A general solution (already used in Allen) would be to only deal with detector IDs on the configuration level and "route" (think UnpackRawEvent) banks according to their source ID. The fine selection on the type can be left to the algorithms, or if needed, the routing can also filter on bank type.
We now have an option for lines to decide what detector raw banks they would like to have. These are selected by bank type. I am afraid setting them by ID at stream level and by type at line level would create some confusion in configuration. Wouldn't be easy to add error bank types to the list? The list you give was meant to be used for MC tests only. For data, they should be set properly per stream.
I don't think we need to allow for much flexibility on the line level. When someone there specifies they want "Muon", they imply that they want "MuonError". Saving just one of the two makes little sense.
I meant at line level, it's easier to define banks by type than detector IDs. I guess I don't understand your general solution only deal with detector IDs on the configuration level.
We can in principle adapt UnpackRawEvent to produce error banks along with the detector data raw banks.
Not sure if this is completely related: we (SciFi) would like to keep the Tell40 error banks, or at least the future result of the FTErrorBankDecoder, in order to analyse the output offline. Ideally, we would write an EventFilter on those errors/counters, so that offline monitoring can focus on healthy events. Would this be made possible by fixing this issue?

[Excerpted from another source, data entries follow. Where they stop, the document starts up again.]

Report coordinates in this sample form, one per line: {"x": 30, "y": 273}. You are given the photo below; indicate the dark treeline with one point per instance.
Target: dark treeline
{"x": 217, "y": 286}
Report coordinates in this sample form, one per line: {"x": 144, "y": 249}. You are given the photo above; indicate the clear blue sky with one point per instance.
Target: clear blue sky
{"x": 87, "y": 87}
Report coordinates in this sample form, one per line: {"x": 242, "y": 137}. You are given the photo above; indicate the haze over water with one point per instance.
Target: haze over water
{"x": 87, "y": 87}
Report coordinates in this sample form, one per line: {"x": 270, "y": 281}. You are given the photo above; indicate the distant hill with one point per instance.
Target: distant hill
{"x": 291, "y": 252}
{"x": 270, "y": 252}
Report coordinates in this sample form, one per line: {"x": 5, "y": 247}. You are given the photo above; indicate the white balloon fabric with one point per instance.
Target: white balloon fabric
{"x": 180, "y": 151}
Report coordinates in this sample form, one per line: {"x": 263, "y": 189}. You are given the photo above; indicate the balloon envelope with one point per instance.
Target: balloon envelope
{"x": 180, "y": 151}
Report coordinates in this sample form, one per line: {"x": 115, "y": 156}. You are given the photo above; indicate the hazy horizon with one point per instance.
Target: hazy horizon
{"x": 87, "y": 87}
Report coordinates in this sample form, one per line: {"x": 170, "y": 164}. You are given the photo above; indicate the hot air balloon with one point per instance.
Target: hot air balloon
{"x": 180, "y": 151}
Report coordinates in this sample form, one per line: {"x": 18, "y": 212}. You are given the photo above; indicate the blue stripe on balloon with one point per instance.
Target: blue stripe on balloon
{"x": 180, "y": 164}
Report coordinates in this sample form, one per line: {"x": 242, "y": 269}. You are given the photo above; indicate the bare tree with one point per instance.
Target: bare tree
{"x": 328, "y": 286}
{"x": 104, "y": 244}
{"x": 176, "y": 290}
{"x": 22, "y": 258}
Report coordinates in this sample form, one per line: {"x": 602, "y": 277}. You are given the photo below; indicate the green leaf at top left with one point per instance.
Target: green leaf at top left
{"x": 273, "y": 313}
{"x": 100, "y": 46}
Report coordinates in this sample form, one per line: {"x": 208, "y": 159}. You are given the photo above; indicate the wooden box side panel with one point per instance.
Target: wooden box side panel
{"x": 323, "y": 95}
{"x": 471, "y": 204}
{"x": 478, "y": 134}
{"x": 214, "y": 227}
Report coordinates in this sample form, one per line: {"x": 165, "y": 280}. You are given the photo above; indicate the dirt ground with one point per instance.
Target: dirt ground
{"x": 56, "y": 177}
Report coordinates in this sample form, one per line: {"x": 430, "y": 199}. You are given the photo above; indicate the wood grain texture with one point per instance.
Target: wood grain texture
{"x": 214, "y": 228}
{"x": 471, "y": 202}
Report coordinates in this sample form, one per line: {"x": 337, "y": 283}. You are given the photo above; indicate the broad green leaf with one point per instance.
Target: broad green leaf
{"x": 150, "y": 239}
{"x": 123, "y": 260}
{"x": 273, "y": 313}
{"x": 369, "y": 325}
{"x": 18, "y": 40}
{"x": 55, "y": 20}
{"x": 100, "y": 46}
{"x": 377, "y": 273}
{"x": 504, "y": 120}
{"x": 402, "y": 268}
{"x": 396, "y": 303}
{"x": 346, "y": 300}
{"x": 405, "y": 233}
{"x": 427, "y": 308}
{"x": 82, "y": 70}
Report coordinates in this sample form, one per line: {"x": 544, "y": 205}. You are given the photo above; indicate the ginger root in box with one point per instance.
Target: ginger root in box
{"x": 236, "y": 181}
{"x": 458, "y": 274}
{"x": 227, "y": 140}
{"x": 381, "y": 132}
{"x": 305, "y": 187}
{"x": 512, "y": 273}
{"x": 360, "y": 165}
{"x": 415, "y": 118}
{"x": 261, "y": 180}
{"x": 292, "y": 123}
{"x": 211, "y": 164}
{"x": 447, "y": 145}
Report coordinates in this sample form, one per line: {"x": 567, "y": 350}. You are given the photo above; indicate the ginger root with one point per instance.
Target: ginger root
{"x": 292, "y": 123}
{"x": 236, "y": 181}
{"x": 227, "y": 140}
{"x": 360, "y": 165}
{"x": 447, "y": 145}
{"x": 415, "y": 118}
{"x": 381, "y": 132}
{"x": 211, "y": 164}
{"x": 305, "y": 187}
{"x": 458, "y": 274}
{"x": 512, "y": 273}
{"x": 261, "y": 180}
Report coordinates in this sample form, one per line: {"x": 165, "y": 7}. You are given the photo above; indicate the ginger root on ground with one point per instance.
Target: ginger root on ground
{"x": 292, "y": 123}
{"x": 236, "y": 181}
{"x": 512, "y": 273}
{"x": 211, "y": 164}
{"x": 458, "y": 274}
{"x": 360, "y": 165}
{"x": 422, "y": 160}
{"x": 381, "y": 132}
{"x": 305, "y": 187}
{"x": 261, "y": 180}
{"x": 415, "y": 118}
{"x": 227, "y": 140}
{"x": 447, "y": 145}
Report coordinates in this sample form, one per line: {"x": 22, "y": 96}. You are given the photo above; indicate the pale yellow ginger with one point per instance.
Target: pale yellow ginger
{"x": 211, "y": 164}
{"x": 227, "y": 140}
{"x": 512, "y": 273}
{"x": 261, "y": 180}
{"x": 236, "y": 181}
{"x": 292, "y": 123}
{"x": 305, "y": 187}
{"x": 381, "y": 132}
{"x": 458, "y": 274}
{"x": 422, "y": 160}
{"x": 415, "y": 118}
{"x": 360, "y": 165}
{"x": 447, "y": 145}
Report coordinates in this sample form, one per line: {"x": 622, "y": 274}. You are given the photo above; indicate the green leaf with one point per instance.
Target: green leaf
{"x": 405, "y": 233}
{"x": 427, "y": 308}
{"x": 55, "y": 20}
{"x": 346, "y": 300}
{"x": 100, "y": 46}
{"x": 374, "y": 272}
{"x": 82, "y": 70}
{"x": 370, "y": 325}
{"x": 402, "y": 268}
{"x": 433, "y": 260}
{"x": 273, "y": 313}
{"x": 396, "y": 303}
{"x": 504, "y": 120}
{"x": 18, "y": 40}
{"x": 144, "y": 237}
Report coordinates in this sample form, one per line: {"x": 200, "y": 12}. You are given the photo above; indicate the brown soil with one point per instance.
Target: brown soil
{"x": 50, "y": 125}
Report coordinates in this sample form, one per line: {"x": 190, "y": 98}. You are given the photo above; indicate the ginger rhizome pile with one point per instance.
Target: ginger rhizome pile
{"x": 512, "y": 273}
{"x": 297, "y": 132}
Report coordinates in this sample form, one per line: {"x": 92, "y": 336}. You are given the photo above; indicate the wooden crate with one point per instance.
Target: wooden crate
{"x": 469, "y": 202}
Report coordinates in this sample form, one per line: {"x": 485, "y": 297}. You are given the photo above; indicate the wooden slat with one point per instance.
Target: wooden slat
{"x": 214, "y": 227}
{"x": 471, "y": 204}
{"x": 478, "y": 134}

@gvouters please post here the full list of error banks that are available for Run 3
The question on the usage of error banks offline for detector studies has been discussed today at DSO and there was no big need seen for normal data taking. However, it can be very useful for particular runs.
@sesen@graven@rmatev would it be possible to produce a configuration (read TCK) where we save all the error banks, which we could use to process specific runs, while not doing it in the default physics configuration?
Let me add a bit of context here. The RawBank::View exists for (at least) three reasons:
in order to be able, in the dataflow, track what algorithms really need, instead of some 'opaque' RawEvent that may or may not contain the RawBanks of the type needed, i.e. a dataflow may formally be correct while still wrong (something asked for a RawEvent in order to get some RawBanks, but then got a RawEvent which does not contain the actual RawBanks it needed)
In run1+run2, we 'scattered' several collections of rawbanks into different raw events, and every single component which needed rawbanks had to figure out the 'right' raw event to use -- which resulted in the horribly complex configuration dictionary indexed with RawEventFormat, and components walking search paths looking for raw events and picking up the first one which happens to contain the right type. Using the view is a cheap way of making sure that the 'consumers' of raw banks would instead get a single, stable TES location from which to obtain their banks (with the name of the type as part of the location) , and thus be invariant (ignorant) under changes to where their raw banks come from, and only have one bit of code (UnpackRawEvent) which has to be configured right, and which contains the relevant logic to decide what to use from where.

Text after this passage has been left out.